© Melanie Hopkins
In January 2022, Museum Curator Melanie Hopkins was looking through boxes of historic trilobite specimens slated to be included in the Museum’s yet-to-open Louis V. Gerstner, Jr. Collections Core when she noticed something strange.
The labels indicated that the specimens were all the same species, Flexicalymene senaria, a common and often well-preserved trilobite. But to Hopkins’ trained eyes, some of those fossils were different from the others.
“I quickly realized that not all the specimens in the boxes were the same species,” said Hopkins, who is the chair of the Museum’s Division of Paleontology. “So I started reading some of the history of this species, and it turns out that I wasn't the first to notice this.”
Sometimes, new species are hiding inside scientific collections! Watch a video about the discovery of a "new" trilobite from the Museum’s historic collection.
Hopkins found that as early as 1842 and as recently as 2002, researchers around the country had questioned whether there was more than one species being catalogued under a single species name.
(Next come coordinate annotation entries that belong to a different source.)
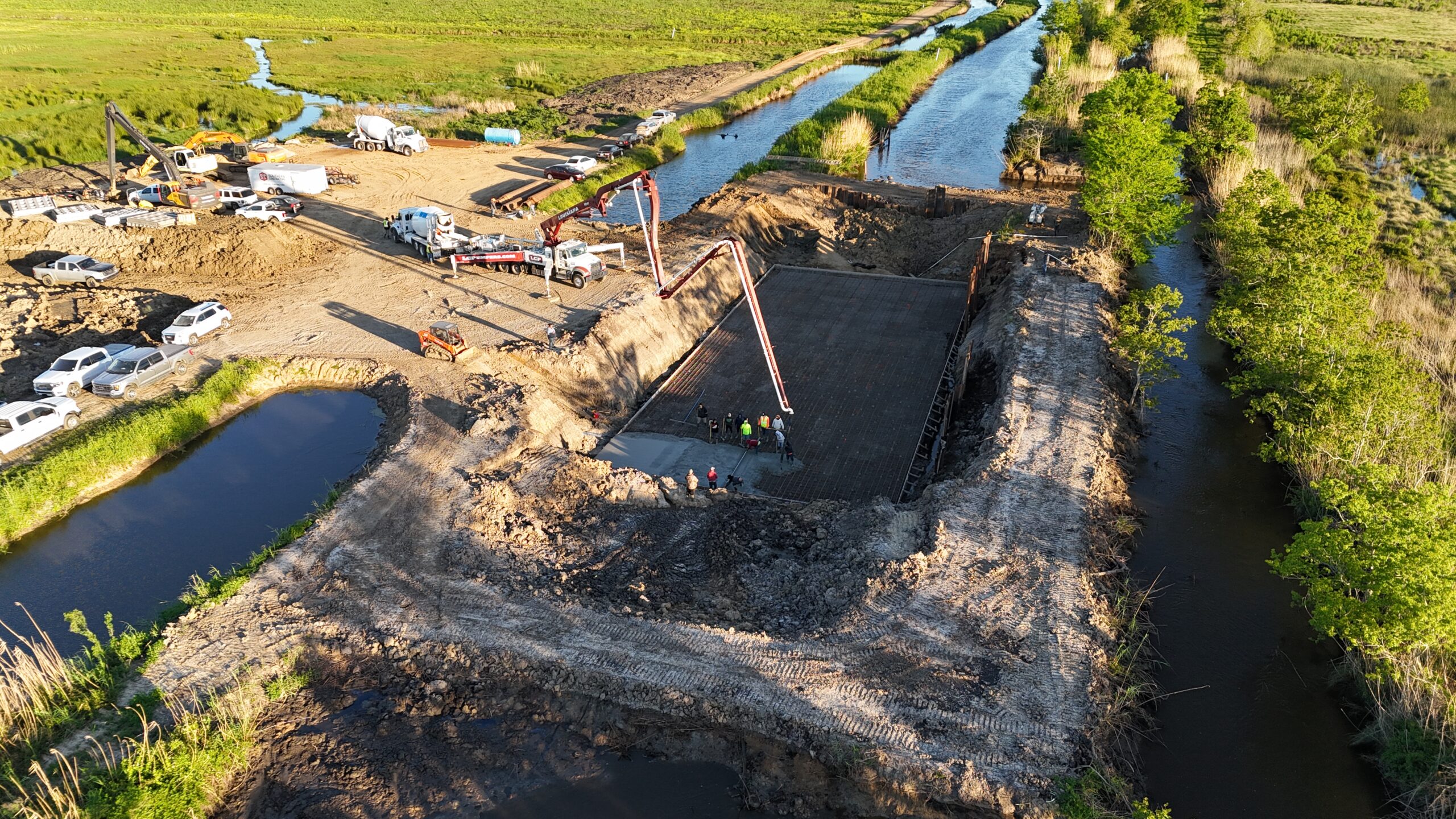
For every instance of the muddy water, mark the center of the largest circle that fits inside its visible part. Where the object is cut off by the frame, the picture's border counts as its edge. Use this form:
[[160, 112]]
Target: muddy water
[[954, 133], [715, 155], [312, 102], [1250, 729], [210, 504], [976, 9]]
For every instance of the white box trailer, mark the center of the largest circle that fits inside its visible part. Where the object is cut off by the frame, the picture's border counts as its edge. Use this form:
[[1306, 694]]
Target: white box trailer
[[287, 178]]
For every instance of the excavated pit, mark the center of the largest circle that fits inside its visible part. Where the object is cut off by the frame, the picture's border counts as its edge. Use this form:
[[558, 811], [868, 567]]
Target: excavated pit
[[938, 657]]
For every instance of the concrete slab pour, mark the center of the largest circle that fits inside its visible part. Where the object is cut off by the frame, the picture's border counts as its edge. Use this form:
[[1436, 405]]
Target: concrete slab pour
[[859, 354]]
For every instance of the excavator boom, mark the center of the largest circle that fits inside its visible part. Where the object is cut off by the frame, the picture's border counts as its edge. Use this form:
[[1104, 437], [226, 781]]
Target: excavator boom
[[114, 118]]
“For decades, scientists were using the same name for two different species without realizing it, so it became difficult to untangle,” Hopkins said. Further complicating things: there was no original type specimen for Flexicalymene senaria. Type specimens ensure that scientists have a single reference point when referring to a particular organism.
With the help of collaborator Markus Martin, Hopkins examined the existing literature as well as new and historical fossil collections at the Museum, the New York State Museum, Paleontological Research Institution, and the Harvard Museum of Comparative Zoology. The research team also conducted fieldwork in the Mohawk and Black River Valleys of upstate New York.
Their resulting study, published today in the journal American Museum Novitates, gives a name to the new species: Flexicalymene trentonensis. The name was inspired by Trenton Falls, NY, which is close to the quarry where exceptional examples of these trilobites have been found, as well as by the geologic unit in which they are found, the Trenton Group.
Hopkins and Martin’s work also determined the geographic distribution of the new species, and reassessed previously reported patterns of skeletal change. F. senaria is more widespread than F. trentonensis, including across parts of upstate New York, northern Michigan, Virginia, West Virginia, Ontario, and Quebec. F. trentonensis is only found in small patches of upstate New York and Quebec, in places with the species for which it was once confused.